Уинстон с готовностью взял бокал. Он читал о вине и мечтал его попробовать. Подобно стеклянному пресс-папье и полузабытым стишкам мистера Чаррингтона вино принадлежало ушедшему, романтическому прошлому — былым временам, как Уинстон называл их про себя. Ему почему-то казалось, что вино должно быть очень сладким, словно черносмородиновый джем, и моментально опьяняющим. Но первый глоток разочаровал его. Привыкнув за столько лет к джину, он почти ничего не почувствовал. Поставив пустой бокал, он спросил:
— Значит, есть такой человек — Голдштейн?
— Да, такой человек реален, и он все еще жив. Где он находится, я не знаю.
— А заговор… организация? Она существует? Это не просто выдумка Мыслеполиции?
— Нет, это правда. Братство, как мы его называем. Вы никогда не сможете узнать о нем больше того, что оно существует и вы в нем состоите. Я еще вернусь к этой теме. — Он взглянул на наручные часы. — Даже членам Внутренней Партии лучше не отключать телеэкран дольше чем на полчаса. Вам не стоило приходить сюда вместе, и уйти вам придется по одному. Вы, товарищ, — он кивнул Джулии, — уйдете первой. В нашем распоряжении около двадцати минут. Как вы понимаете, для начала я должен задать вам некоторые вопросы. В общем и целом что вы готовы делать?
— Все, что только сможем, — сказал Уинстон.
О’Брайен чуть повернулся на стуле к Уинстону. Он почти не обращал внимания на Джулию, видимо, не сомневаясь, что Уинстон будет говорить за них двоих. На миг О’Брайен опустил взгляд.
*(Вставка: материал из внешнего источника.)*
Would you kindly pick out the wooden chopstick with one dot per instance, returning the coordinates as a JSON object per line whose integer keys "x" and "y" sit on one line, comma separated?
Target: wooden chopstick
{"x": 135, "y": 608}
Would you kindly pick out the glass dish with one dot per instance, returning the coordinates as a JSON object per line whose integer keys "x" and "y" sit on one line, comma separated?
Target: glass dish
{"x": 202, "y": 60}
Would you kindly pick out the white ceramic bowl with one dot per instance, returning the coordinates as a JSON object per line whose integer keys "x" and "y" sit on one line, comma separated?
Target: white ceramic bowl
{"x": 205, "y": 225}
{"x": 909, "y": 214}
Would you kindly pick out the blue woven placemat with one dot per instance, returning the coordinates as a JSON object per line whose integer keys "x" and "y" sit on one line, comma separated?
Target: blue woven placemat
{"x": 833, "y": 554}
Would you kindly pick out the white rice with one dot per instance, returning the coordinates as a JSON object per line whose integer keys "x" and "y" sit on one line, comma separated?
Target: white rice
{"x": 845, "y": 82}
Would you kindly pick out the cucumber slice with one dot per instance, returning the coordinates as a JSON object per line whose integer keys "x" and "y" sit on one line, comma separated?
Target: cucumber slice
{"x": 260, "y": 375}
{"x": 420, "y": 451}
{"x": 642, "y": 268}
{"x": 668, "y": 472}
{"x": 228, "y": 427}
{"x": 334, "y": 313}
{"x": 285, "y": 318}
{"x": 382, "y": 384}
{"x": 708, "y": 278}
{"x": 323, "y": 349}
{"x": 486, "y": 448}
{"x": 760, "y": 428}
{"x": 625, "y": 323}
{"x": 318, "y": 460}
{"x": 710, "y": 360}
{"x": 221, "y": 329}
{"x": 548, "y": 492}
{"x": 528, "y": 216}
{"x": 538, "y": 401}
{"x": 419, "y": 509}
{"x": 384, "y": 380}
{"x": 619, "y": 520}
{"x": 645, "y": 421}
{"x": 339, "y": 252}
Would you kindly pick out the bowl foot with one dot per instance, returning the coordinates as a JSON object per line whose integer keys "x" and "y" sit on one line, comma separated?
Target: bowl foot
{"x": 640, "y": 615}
Он стал задавать вопросы тихим, бесстрастным голосом, как что-то заученное вроде катехизиса, заранее уверенный в большей части ответов.
— Вы готовы отдать ваши жизни?
— Да.
— Готовы совершить убийство?
— Да.
— Совершить вредительство, которое повлечет за собой смерть сотен невиновных?
— Да.
— Изменить родине в пользу иностранных держав?
— Да.
— Вы готовы обманывать, совершать подлоги, шантажировать, развращать детские умы, распространять наркотики, способствовать проституции, разносить венерические заболевания — что угодно для деморализации и ослабления власти Партии?
— Да.
— Если, к примеру, наши цели потребуют плеснуть в лицо ребенку серной кислотой, вы это сделаете?
— Да.
— Вы готовы расстаться с привычной жизнью и до конца своих дней служить официантом или портовым рабочим?
— Да.
— Вы готовы совершить самоубийство, если — и когда — мы вам прикажем?
— Да.
— Вы готовы — вы оба — расстаться и больше никогда не видеться?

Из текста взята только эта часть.